The economic calendar should be coupled with decent trading and charging platforms. Trading platforms like MetaTrader and cTrader offer all the capabilities to analyze markets and detect even the tiniest inefficiencies using a multitude of built-in indicators. Having the right mix of tools is critical when you have to make decisions fast in highly volatile markets, and those platforms are more than capable of supporting all the Forex Event Trading techniques. 

Historic Context: Geopolitics and Forex Reactions

There have been numerous examples throughout recent history where major geopolitical events caused major price volatility in currency markets and in other markets as well. 

Brexit and GBP fall

Starting with the Brexit event, when the referendum caused one of the largest single-day moves in GBP pairs.
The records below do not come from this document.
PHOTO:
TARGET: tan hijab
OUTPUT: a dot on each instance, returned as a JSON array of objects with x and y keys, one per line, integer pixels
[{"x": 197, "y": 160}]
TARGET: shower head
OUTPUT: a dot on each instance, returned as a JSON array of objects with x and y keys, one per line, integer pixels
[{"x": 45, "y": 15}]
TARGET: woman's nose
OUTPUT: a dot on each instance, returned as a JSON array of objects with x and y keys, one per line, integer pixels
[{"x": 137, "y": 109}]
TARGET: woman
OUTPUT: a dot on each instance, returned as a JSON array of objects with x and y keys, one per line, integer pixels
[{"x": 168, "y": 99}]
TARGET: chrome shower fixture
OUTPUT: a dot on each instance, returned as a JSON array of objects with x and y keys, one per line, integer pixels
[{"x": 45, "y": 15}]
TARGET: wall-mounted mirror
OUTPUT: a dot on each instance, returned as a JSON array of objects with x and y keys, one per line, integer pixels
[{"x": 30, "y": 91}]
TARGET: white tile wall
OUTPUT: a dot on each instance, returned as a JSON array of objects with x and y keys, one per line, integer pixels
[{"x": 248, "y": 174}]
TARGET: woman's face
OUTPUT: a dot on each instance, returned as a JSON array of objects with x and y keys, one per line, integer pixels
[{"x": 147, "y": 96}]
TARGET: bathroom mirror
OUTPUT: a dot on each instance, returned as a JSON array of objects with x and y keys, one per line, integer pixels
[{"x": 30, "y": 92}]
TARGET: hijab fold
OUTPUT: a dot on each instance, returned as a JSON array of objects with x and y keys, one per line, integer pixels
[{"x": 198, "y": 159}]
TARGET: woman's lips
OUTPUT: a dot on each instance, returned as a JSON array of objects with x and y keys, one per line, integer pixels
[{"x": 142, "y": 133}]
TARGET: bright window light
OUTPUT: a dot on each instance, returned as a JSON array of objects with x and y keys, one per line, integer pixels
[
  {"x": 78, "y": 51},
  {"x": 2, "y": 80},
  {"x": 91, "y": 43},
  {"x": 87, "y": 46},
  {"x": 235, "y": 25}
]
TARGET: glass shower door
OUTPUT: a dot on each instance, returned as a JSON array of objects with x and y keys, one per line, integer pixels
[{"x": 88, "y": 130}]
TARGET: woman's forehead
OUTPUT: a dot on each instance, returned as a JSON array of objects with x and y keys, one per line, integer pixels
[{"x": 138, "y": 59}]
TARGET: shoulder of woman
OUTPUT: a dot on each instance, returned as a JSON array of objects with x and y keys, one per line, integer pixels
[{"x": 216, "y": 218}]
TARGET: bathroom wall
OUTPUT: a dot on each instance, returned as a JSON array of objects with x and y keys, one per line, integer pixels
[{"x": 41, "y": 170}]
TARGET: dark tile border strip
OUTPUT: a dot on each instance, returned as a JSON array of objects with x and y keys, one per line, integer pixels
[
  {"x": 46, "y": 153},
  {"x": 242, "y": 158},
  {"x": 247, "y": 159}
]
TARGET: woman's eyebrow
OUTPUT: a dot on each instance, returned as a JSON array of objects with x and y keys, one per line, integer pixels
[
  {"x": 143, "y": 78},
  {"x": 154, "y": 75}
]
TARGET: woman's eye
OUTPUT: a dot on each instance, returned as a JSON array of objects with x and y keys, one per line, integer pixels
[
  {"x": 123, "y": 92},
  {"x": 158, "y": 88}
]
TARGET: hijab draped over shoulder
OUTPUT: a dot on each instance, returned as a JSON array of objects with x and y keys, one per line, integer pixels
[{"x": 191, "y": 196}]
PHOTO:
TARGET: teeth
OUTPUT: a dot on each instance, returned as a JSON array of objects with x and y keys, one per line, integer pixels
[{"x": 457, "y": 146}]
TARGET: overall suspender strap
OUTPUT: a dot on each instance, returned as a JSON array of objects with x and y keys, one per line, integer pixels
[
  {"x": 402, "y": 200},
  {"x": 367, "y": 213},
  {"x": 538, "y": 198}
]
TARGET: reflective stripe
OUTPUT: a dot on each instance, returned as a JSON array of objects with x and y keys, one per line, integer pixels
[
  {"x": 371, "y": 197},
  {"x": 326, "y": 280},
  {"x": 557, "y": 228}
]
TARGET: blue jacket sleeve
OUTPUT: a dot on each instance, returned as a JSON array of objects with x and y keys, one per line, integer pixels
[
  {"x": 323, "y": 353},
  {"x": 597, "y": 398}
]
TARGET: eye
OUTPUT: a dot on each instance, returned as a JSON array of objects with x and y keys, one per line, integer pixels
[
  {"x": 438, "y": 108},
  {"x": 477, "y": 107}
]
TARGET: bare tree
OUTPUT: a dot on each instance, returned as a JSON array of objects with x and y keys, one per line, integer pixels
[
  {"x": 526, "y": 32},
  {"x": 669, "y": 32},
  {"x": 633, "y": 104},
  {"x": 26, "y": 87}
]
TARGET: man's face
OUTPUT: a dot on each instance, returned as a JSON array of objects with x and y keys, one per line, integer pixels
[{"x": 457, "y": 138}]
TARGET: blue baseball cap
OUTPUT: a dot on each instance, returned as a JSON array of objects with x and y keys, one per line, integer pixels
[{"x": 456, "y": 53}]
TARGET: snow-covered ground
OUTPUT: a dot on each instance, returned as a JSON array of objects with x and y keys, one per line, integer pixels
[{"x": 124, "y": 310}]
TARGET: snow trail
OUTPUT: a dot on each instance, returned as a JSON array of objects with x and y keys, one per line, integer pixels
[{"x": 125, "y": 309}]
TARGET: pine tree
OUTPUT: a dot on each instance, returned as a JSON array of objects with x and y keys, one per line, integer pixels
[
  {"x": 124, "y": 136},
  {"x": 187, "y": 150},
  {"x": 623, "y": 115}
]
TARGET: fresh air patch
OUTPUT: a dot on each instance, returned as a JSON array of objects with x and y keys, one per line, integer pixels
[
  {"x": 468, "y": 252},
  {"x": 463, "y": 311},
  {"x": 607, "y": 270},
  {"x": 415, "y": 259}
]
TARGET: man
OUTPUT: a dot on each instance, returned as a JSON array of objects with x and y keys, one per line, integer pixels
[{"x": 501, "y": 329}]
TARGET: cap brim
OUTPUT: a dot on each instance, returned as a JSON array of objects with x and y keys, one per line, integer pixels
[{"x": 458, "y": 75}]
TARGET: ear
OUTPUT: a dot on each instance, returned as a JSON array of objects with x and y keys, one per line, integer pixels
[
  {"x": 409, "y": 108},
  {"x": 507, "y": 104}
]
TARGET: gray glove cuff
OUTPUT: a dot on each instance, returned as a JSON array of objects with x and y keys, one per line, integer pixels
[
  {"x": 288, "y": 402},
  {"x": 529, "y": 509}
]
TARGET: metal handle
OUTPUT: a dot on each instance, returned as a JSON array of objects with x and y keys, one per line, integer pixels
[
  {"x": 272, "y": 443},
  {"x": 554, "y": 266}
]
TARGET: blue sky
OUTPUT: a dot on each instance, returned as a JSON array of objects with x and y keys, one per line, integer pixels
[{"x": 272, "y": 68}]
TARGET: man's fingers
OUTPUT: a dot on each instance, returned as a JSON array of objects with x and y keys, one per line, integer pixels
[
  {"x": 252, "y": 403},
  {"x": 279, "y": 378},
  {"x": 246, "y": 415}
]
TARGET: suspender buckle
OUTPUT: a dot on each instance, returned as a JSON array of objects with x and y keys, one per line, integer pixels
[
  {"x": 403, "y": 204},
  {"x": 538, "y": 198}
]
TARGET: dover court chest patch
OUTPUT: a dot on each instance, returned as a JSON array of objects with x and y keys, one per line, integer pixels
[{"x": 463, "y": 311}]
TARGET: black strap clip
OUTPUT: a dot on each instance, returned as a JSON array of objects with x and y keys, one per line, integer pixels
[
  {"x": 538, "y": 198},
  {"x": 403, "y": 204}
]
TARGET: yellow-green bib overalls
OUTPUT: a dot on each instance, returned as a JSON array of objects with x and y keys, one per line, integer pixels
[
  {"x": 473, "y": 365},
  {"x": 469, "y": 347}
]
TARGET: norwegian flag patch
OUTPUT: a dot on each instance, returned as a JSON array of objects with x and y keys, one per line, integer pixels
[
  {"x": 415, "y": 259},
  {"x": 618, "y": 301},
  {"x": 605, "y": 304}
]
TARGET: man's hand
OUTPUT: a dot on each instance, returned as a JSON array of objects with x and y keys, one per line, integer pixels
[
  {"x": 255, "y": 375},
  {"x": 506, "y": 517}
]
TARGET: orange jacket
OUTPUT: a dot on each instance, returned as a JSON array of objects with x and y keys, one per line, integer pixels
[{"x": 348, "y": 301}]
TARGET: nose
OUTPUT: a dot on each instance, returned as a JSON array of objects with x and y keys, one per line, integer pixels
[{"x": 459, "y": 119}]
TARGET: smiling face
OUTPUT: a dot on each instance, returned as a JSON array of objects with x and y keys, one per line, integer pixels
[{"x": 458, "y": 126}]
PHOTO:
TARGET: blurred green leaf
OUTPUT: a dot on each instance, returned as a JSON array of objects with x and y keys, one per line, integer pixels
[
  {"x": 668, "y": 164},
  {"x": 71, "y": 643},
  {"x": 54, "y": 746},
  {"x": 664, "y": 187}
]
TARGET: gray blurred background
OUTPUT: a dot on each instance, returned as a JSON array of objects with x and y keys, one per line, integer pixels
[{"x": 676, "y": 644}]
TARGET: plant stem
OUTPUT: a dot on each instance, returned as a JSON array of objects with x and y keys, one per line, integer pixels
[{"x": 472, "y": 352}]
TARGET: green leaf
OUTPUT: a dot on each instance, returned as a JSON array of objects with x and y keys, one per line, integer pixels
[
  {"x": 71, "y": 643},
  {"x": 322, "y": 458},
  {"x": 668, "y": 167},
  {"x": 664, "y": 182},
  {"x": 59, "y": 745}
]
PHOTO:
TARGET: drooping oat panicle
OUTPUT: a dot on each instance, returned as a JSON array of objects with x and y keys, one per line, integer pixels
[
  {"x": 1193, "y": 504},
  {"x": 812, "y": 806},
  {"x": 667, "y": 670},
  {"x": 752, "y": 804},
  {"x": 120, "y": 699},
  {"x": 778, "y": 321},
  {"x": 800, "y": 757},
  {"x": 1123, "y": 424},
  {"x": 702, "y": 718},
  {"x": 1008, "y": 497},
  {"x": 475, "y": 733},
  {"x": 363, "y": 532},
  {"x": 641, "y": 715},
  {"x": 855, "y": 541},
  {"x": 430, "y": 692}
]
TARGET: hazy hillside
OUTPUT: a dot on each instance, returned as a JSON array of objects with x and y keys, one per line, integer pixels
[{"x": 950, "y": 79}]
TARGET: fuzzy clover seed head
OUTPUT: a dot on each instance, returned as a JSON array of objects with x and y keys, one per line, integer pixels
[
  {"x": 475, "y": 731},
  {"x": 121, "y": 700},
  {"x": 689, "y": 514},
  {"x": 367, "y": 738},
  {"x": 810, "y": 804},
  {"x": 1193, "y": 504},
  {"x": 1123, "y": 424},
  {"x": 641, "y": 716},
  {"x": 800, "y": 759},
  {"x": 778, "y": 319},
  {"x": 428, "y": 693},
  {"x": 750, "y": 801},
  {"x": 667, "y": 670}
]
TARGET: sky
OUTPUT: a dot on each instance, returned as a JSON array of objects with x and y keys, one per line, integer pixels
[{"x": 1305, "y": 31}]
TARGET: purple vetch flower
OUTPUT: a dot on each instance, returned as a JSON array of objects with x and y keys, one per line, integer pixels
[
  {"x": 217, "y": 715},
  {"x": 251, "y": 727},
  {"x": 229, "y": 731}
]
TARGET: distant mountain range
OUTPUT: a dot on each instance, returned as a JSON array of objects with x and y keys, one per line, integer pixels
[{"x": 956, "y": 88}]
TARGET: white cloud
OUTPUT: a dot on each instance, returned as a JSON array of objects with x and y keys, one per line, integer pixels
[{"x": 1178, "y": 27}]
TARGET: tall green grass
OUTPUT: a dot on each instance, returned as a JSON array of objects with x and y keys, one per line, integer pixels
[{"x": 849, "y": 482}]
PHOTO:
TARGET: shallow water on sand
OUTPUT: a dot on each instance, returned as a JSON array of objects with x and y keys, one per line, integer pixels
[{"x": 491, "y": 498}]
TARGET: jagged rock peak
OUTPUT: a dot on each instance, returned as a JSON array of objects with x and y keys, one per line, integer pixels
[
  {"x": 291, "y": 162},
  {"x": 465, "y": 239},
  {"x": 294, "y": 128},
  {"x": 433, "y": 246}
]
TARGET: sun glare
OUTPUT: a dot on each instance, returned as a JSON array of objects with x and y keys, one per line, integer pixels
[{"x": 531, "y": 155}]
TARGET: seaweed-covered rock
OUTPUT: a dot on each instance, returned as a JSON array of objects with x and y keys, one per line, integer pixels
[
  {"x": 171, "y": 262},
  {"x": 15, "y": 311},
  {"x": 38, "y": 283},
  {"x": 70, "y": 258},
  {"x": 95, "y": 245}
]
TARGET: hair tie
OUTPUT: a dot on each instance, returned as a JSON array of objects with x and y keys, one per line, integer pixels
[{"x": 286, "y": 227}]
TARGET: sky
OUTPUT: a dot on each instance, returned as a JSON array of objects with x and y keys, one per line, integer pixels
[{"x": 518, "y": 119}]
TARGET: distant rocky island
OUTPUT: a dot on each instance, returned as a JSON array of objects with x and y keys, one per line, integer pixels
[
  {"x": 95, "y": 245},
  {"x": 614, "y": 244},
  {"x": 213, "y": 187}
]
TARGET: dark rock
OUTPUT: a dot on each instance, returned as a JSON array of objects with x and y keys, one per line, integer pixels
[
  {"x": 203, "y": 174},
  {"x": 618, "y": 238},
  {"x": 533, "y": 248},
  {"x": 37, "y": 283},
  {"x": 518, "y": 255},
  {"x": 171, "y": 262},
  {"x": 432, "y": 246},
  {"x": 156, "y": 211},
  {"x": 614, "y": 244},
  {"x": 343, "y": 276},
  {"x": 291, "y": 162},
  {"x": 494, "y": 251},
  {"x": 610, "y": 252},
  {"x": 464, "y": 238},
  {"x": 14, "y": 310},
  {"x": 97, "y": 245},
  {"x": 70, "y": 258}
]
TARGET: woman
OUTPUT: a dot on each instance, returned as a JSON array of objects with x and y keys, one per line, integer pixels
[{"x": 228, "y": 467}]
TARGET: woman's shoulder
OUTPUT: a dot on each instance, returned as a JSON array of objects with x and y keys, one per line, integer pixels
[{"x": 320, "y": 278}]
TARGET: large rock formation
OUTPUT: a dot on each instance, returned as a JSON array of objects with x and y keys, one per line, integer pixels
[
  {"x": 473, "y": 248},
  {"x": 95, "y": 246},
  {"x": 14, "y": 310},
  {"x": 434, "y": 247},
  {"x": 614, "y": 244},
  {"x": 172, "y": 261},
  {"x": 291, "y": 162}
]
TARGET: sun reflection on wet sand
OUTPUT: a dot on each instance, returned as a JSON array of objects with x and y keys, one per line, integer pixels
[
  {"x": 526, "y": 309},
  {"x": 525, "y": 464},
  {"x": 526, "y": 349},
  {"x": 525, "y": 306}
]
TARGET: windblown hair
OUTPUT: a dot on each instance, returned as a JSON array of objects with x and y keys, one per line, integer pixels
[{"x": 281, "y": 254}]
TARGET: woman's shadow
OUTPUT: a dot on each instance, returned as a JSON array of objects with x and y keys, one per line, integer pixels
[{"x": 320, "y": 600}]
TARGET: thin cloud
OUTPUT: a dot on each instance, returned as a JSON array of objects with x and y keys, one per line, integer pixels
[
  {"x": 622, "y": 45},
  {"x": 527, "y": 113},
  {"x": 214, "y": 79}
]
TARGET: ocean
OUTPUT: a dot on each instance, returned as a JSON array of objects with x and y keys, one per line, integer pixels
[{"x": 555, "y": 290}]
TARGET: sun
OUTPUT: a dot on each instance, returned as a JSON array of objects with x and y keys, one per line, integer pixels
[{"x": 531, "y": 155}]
As a result of the UK leaving the EU, GBP plunged against USD and EUR. The event has made GBP weaker for the years to come. 

Russian aggression in Ukraine

The Russia-Ukraine war started when Russia invaded Ukraine in 2022, which weakened the euro because Europe was dependent on Russian energy. USD surged as it is usually seen as a safe-haven currency during global shocks. Commodities like oil and wheat also spiked because both countries are major exporters of wheat. 

Elections versus the dollar

Elections in the United States historically have made the dollar more volatile, which is caused by uncertainty of who wins and which fiscal policies might be implemented. This is especially true when candidates have very opposite visions of the USA economy. 

Forex Event Trading Trading Plan Guide

The only way to stay profitable during high volatility events is to develop and follow a strict trading plan. However, trading plans designed for calm markets need to be modified to be suitable for forex trading during uncertainty. Step one is to clearly define which events you are going to trade and prepare your strategy accordingly. Since those events tend to make markets very volatile, traders need to plan for both expected and surprise outcomes to reduce emotional decision-making and make their trading as objective as possible. If you have well-defined rules to enter trade, manage risks, and exit during forex conflict trading or any other highly volatile times, then the crucial step remaining is journaling. Every successful trader contributes to a trading journal. In fact, there is no easy way around; you need to write down all your trades to analyze them later and assess your performance and the reliability of your trading strategy. 

Common Mistakes to Avoid

Many beginners tend to make the same mistakes when trading FX during major events, and it is crucial to refer to this list of common mistakes, including overtrading, no risk management, and chasing volatility blindly. 

Overtrading is when a trader jumps into every news flash event without prior confirmation. It generally leads to losses. The solution is to wait for confirmed entries to increase the probability of success. Risk management is one of the most important parts of Forex trading, which many beginners tend to forget. Forex trading during uncertainty without proper lot size and stop-loss orders often leads to unnecessary losses and frustration. Traders often forget to leave charts alone, as it is easy to become addicted to trading, and beginners often chase the volatility blindly. However, when forex conflict trading or speculating on other important geopolitical events, it is crucial to remember that sometimes sitting out is the smartest choice, especially when there is no high-probability setup formed.